Gone are the days — at least for a few months — when you could look forward to kicking back and relaxing after a hectic work week

December 04, 2016 01:01 am | Updated 01:01 am IST - NEW DELHI:

NEW DELHI, 03/12/2016: Long queue outside an ATM in Mall Road area,  in New Delhi on Saturday. 
Photo: Sushil Kumar Verma

NEW DELHI, 03/12/2016: Long queue outside an ATM in Mall Road area, in New Delhi on Saturday. Photo: Sushil Kumar Verma

Weekends once meant time for fun and leisure or an opportunity to take care of household chores, but not any more.

Thanks to demonetisation, the weekends are now strictly reserved for standing in line at ATMs and banks.

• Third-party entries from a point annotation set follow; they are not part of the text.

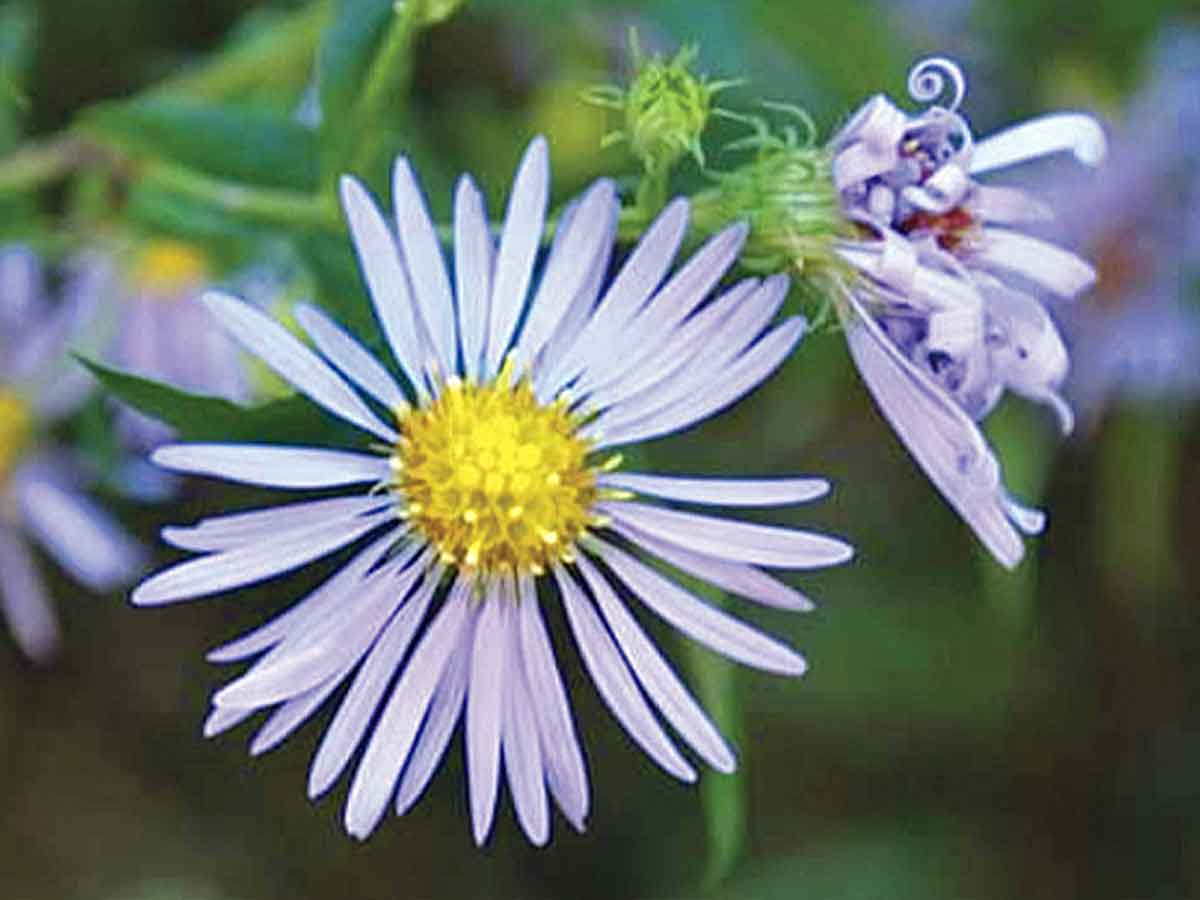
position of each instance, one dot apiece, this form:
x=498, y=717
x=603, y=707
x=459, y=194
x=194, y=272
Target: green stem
x=281, y=55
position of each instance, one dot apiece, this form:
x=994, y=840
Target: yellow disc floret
x=495, y=480
x=16, y=429
x=168, y=268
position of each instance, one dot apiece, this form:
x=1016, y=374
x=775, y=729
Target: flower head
x=941, y=299
x=41, y=490
x=496, y=490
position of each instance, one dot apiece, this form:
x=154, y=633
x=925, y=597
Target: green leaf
x=198, y=417
x=352, y=39
x=246, y=144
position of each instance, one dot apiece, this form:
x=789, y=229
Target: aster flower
x=41, y=490
x=166, y=334
x=492, y=495
x=942, y=306
x=1139, y=336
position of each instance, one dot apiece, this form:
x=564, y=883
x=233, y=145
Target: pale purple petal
x=522, y=750
x=445, y=709
x=474, y=251
x=294, y=363
x=520, y=239
x=735, y=577
x=393, y=739
x=611, y=676
x=485, y=707
x=421, y=255
x=27, y=609
x=1059, y=132
x=658, y=678
x=250, y=564
x=387, y=280
x=731, y=539
x=701, y=622
x=271, y=466
x=349, y=357
x=720, y=491
x=83, y=538
x=363, y=700
x=232, y=531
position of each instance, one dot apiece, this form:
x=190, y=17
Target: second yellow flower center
x=16, y=429
x=495, y=480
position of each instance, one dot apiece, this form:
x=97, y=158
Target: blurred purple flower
x=491, y=490
x=41, y=490
x=1139, y=336
x=941, y=306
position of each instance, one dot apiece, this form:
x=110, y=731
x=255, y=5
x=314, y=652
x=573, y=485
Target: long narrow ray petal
x=474, y=251
x=238, y=528
x=23, y=599
x=349, y=357
x=393, y=739
x=657, y=676
x=293, y=361
x=292, y=714
x=270, y=466
x=423, y=258
x=247, y=565
x=615, y=683
x=1077, y=132
x=701, y=622
x=1051, y=267
x=312, y=609
x=939, y=435
x=736, y=577
x=361, y=701
x=637, y=279
x=385, y=277
x=337, y=648
x=739, y=378
x=522, y=754
x=591, y=229
x=445, y=709
x=721, y=491
x=520, y=239
x=561, y=745
x=485, y=706
x=731, y=539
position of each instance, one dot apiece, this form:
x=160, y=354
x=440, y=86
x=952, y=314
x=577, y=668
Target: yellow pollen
x=491, y=477
x=168, y=268
x=16, y=429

“All that I have been doing on weekends since November 8 is be outside the bank or any of the ATMs around my house. Standing in queues and talking to others in line is all that I have done over the past three weekends. My wife does the same on weekdays. We work the entire week and stand in queue on weekend. The weekend fun is missing,” says Tushar Gupta, a resident of north Delhi.

Waiting game

Much like Mr. Gupta, Heena Rana, an artist, has a similar story to tell. Waiting outside an ATM near Kamla Nagar she says: “I used to get up late on weekends but now I wake up early to be able to withdraw some cash. When I came here on Friday night, the shutters of the ATM were down and there were many already waiting. So I knew I had to be here on Saturday morning.”

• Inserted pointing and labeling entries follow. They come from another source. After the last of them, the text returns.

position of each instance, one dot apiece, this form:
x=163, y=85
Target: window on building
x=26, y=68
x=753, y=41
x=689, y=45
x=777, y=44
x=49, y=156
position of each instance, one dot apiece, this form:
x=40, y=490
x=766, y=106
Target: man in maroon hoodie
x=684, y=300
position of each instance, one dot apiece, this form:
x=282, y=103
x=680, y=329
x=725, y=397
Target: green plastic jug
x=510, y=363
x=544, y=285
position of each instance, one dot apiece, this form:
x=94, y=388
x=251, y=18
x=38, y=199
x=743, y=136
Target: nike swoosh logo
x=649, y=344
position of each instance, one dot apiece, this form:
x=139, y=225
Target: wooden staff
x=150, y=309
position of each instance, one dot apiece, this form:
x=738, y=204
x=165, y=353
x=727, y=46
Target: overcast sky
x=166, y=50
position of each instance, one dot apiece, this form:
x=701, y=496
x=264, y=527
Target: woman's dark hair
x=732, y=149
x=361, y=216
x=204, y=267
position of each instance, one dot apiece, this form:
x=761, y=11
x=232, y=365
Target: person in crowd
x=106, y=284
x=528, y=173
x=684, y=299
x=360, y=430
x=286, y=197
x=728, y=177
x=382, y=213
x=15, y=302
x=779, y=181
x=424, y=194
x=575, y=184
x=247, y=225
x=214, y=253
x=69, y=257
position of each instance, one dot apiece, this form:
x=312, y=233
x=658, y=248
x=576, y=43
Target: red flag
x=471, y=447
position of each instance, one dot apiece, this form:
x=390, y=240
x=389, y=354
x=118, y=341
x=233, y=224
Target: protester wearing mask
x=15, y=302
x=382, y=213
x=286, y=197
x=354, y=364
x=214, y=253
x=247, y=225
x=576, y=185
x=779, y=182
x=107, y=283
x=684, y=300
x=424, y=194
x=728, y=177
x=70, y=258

Weekends have taken on a new meaning for students too. “The other day, I had gone to college to take an exam when I heard that the college ATM is dispensing cash. I hurried to the ATM after I finished writing my paper, but so did about hundred other students and in that rush, I fell and ended up hurting my knee. But that could not stop me. Thankfully, I was the second in queue and was successful in taking out money despite the minor injury,” says Leonard Pator, a student of Hindu College, Delhi University.

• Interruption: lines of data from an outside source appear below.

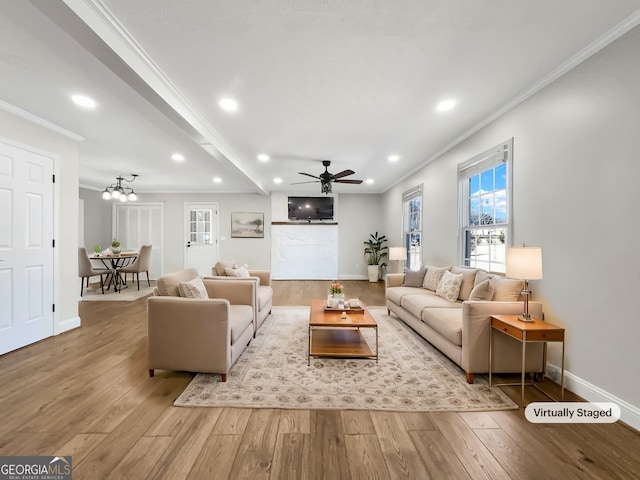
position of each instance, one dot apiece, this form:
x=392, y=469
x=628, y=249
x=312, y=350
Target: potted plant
x=115, y=247
x=375, y=250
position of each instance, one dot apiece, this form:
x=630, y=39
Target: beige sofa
x=460, y=327
x=263, y=292
x=198, y=335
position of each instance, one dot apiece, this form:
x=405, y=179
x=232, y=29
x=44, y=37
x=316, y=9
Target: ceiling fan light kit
x=326, y=178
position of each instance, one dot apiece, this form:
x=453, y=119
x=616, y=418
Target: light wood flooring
x=87, y=393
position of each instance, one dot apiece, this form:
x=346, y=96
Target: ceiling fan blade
x=355, y=182
x=308, y=175
x=343, y=173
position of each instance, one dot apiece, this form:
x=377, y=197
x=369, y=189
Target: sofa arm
x=236, y=291
x=393, y=279
x=476, y=328
x=188, y=334
x=263, y=275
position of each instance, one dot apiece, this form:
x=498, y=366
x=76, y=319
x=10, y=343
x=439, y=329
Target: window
x=412, y=226
x=485, y=200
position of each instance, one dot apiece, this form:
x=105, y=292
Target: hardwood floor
x=87, y=393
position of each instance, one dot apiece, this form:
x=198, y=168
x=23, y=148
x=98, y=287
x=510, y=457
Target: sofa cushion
x=449, y=286
x=240, y=317
x=221, y=265
x=446, y=321
x=395, y=294
x=506, y=289
x=240, y=271
x=168, y=285
x=482, y=291
x=415, y=304
x=414, y=278
x=433, y=276
x=468, y=279
x=194, y=288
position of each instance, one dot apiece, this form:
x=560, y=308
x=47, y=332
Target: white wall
x=64, y=150
x=576, y=195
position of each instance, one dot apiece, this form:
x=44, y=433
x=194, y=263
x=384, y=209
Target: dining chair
x=87, y=270
x=140, y=264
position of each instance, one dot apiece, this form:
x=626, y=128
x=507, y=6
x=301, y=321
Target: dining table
x=114, y=262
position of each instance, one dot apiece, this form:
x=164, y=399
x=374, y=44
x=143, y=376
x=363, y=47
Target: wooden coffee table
x=330, y=335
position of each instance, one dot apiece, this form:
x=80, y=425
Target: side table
x=526, y=332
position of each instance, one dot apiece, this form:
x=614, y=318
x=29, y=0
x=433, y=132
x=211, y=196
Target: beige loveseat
x=460, y=327
x=198, y=335
x=263, y=301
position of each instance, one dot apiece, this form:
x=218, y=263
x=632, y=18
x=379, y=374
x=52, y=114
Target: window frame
x=476, y=166
x=414, y=256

Rojaskiya Ranjeet, a student of Kamala Nehru College, however managed to save her weekend.

Planning ahead

“My room-mates and I had been making daily visits to two or three ATMs located near our flat but were either too early or too late to get there, or were thwarted by the long queues. Then, on Friday night, we went to an ATM a little far off. We hardly waited for fifteen minutes and took out the cash thanks to the fact that there was a separate queue for women and one woman was being let in after about every five men.”

“I am waiting for all of this to get back to normal. Right now, this feeling of rushing to the ATMs, needing cash etc., is keeping me tensed,” says Mr. Gupta.